We have found five families of scalar field potentials which are Liouville–integrable, and that admits conservation laws quadratic in the momenta, and they are in the form \(V_{A}\left( \phi \right) =V_{0}\phi ^{p}+V_{1}\phi ^{r}\), where pr are constants. For each dominant term of the potential the analytic solution for the scale factor behaves like a power-law function or like an exponential function which describes the de Sitter universe when the dominant power has the value two. We remark that we have selected a specific interaction function between the aether and the scalar fields. The interaction form that we selected has also geometric origins since for that function in the minisuperspace description, the dynamical variables of the field equations evolve in a two-dimensional space of maximally symmetry; in particular in two-dimensional flat space of Lorentzian signature. That is also a condition that we have assumed, in order the field equations to admit conservation laws quadratic in the momentum.

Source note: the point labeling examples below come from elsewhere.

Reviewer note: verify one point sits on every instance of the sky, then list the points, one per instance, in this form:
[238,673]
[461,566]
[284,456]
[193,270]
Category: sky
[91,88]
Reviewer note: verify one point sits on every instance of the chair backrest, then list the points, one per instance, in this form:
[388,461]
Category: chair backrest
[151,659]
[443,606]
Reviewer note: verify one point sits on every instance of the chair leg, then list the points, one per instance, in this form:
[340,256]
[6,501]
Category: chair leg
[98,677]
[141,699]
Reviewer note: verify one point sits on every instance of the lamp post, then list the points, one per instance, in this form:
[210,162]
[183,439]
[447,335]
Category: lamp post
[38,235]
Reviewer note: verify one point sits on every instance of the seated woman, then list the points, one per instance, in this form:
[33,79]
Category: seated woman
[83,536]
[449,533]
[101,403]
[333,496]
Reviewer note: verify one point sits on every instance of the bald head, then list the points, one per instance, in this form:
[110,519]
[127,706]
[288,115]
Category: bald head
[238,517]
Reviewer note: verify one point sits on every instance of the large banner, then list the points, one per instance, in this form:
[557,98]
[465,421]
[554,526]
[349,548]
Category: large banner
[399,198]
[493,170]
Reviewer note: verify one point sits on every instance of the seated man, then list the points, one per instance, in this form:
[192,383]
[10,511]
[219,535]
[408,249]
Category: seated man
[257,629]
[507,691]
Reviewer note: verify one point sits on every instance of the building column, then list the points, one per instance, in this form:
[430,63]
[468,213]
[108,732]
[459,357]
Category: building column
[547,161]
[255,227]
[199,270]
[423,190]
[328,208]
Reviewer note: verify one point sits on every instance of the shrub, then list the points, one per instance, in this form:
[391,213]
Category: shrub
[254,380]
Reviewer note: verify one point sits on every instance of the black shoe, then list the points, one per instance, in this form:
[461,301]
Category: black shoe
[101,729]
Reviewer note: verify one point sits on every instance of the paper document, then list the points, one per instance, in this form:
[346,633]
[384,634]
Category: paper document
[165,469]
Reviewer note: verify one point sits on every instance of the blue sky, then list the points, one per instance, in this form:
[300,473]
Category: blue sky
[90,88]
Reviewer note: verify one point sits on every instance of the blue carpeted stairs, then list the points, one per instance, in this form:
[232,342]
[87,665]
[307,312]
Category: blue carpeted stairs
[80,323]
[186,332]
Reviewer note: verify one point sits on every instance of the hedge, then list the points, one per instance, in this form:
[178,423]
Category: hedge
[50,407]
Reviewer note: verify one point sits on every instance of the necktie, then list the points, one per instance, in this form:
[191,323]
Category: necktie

For some of the close-form solutions that we have found, we have studied the qualitative behavior of the Hubble factor, and we have presented the evolution of the equation of state parameter of the effective fluid in terms of redshift. From which we found that the effective fluid can cross the phantom divide line and behaves like a quintom field [3,4,5,6,7,8,9,10,11,12,13,14,15,16] or as a phantom field [17,18,19,20,21]. However the final attractor for that solutions is that of the de Sitter universe. More analysis should be done in that models in order to specify their physical viability, specifically if they can be contrasted against of cosmological observations. However such an analysis extends the scopes of this work and will be published elsewhere.